My problem is that the BufferedReader readline in IOthread.run() apparently never returns. What is a working way to read the Stream inside the thread? Are there any better approaches than the one below?
import java.io.BufferedReader;
import java.io.FileReader;
import java.io.InputStream;
import java.io.InputStreamReader;
import java.io.PipedInputStream;
import java.io.PipedOutputStream;
class IOThread extends Thread {
private InputStream is;
private int t;
public IOThread(InputStream is, int t) {
this.is = is;
this.t = t;
System.out.println("iothread<" + t + ">.init");
}
public void run() {
try {
System.out.println("iothread<" + t + ">.run");
String line;
BufferedReader streamReader = new BufferedReader(new InputStreamReader(is));
while ((line = streamReader.readLine()) != null) {
System.out.println("iothread<" + t + "> got line " + line);
}
System.out.println("iothread " + t + " end run");
} catch (Exception e) {
e.printStackTrace();
}
}
}
public class Stm {
public Stm(String filePath) {
System.out.println("start");
try {
BufferedReader reader = new BufferedReader(new FileReader(filePath));
PipedOutputStream po1 = new PipedOutputStream();
PipedOutputStream po2 = new PipedOutputStream();
PipedInputStream pi1 = new PipedInputStream(po1);
PipedInputStream pi2 = new PipedInputStream(po2);
IOThread it1 = new IOThread(pi1,1);
IOThread it2 = new IOThread(pi2,2);
it1.start();
it2.start();
// it1.join();
// it2.join();
String line;
while ((line = reader.readLine()) != null) {
System.out.println("got line " + line);
if (line.contains("aaa")) {
System.out.println("passing to thread 1: " + line);
po1.write(line.getBytes());
} else if (line.contains("bbb")) {
System.out.println("passing to thread 2: " + line);
po2.write(line.getBytes());
}
}
reader.close();
} catch (Exception e) {
e.printStackTrace();
}
}
public static void main(String[] args) {
new Stm(args[0]);
}
}
An example input file would be:
line 1
line 2
line 3 aaa ...
line 4
line 5 bbb ...
line 6 aaa ...
line 7
line 8 bbb ...
line 9 bbb ...
line 10
Call the above code with the filename of the input file as argument.
回答1:
IMHO you have got it backwards.
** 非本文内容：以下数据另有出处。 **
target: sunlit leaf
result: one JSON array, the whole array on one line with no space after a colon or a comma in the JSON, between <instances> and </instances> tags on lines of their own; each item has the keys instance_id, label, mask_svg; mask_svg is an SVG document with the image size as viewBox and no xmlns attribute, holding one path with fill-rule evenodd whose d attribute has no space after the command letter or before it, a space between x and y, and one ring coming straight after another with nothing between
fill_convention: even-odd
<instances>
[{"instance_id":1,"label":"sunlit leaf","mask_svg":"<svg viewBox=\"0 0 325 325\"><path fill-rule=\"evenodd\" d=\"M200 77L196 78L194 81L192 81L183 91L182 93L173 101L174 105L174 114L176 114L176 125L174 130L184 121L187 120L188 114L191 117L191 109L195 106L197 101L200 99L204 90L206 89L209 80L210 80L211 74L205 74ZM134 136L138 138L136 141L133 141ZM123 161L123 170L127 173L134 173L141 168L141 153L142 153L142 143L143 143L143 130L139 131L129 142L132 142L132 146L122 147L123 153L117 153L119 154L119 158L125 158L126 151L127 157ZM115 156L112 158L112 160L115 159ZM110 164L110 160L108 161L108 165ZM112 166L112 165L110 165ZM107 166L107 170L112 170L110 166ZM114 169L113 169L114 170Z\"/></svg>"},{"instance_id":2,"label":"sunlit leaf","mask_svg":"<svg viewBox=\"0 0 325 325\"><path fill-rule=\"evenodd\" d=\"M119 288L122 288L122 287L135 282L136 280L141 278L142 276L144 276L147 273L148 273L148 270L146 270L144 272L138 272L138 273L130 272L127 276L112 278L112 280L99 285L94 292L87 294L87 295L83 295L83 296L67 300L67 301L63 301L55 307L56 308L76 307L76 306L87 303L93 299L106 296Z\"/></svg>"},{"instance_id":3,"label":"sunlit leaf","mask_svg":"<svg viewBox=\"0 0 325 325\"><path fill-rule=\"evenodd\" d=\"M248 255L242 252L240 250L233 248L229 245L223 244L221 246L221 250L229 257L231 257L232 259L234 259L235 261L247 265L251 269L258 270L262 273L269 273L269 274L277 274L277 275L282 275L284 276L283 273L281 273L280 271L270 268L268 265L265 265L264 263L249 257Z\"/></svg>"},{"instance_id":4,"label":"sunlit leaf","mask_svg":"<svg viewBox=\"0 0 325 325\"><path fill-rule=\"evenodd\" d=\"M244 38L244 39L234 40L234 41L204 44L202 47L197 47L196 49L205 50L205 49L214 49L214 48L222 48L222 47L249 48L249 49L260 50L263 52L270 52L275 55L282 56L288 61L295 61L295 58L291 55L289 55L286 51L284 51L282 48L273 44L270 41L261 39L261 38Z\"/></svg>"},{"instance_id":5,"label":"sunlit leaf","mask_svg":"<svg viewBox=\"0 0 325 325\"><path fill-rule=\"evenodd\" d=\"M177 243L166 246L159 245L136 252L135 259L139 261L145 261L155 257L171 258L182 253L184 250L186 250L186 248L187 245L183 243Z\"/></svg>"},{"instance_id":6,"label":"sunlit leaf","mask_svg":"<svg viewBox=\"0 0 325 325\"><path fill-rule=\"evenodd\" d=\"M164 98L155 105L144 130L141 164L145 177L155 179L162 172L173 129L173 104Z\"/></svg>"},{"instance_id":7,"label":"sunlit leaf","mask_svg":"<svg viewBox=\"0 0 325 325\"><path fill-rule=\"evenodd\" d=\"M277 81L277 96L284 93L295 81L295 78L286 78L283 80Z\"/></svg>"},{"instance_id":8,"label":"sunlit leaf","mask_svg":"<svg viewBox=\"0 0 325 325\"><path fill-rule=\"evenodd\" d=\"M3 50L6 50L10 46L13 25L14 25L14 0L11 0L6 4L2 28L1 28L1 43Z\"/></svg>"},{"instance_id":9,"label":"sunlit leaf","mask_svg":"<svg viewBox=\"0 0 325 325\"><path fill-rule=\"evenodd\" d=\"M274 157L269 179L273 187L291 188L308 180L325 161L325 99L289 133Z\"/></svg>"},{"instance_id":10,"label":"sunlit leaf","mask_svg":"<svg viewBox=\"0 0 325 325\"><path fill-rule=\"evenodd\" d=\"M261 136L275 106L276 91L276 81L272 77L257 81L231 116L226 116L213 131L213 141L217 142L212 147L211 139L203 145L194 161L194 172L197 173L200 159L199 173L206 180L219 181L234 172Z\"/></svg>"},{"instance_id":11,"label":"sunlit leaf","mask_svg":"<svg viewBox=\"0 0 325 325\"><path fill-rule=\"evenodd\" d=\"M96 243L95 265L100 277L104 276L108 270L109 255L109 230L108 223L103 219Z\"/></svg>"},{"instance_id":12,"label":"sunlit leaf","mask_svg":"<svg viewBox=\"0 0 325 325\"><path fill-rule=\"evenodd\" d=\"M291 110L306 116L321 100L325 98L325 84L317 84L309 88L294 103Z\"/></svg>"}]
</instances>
Create multiple threads for "processing" stuff and not for reading data from the file. When reading data from file, you are anyways bottlenecked so having multiple threads won't make any difference. The simplest solution is to read lines as fast as you can in a given thread and store the lines in a shared queue. This queue can then be accessed by any number of threads to do the relevant processing.
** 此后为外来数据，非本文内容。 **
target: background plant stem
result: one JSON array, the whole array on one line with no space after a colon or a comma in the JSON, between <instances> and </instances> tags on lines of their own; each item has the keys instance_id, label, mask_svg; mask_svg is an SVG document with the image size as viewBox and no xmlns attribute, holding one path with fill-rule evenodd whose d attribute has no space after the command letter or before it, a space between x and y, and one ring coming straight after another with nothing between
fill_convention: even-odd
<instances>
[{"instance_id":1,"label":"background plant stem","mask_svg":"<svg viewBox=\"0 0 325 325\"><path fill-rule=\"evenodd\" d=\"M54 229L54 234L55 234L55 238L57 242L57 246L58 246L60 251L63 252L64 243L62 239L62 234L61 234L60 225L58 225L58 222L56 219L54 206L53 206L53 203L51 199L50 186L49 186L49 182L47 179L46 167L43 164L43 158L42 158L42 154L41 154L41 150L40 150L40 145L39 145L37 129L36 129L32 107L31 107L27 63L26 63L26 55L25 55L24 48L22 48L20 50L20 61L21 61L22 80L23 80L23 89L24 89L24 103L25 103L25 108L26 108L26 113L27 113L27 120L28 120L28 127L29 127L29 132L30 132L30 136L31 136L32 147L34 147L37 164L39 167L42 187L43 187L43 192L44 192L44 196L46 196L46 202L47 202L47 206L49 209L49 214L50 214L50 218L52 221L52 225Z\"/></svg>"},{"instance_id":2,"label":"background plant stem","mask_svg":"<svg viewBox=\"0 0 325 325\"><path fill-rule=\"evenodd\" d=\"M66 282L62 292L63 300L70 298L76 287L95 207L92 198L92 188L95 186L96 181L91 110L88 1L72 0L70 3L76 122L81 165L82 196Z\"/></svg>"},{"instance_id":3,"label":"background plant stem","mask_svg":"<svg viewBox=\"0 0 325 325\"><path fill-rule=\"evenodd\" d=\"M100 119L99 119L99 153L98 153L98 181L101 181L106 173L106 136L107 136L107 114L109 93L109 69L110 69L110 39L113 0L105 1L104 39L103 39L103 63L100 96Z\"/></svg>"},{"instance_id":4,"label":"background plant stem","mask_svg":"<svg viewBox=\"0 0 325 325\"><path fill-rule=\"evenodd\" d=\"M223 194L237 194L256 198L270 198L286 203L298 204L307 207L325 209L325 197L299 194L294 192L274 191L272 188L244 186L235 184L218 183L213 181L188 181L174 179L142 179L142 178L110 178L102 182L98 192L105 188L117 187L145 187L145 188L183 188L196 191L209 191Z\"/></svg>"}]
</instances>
This way, you can actually do concurrent processing stuff while the I/O or reader thread is busy reading/waiting for the data. If possible, keep the "logic" to a minimum in the reader thread. Just read those lines and let the worker threads do the real heavy lifting stuff (matching pattern, further processing etc.). Just go with a thread safe queue and you should be kosher.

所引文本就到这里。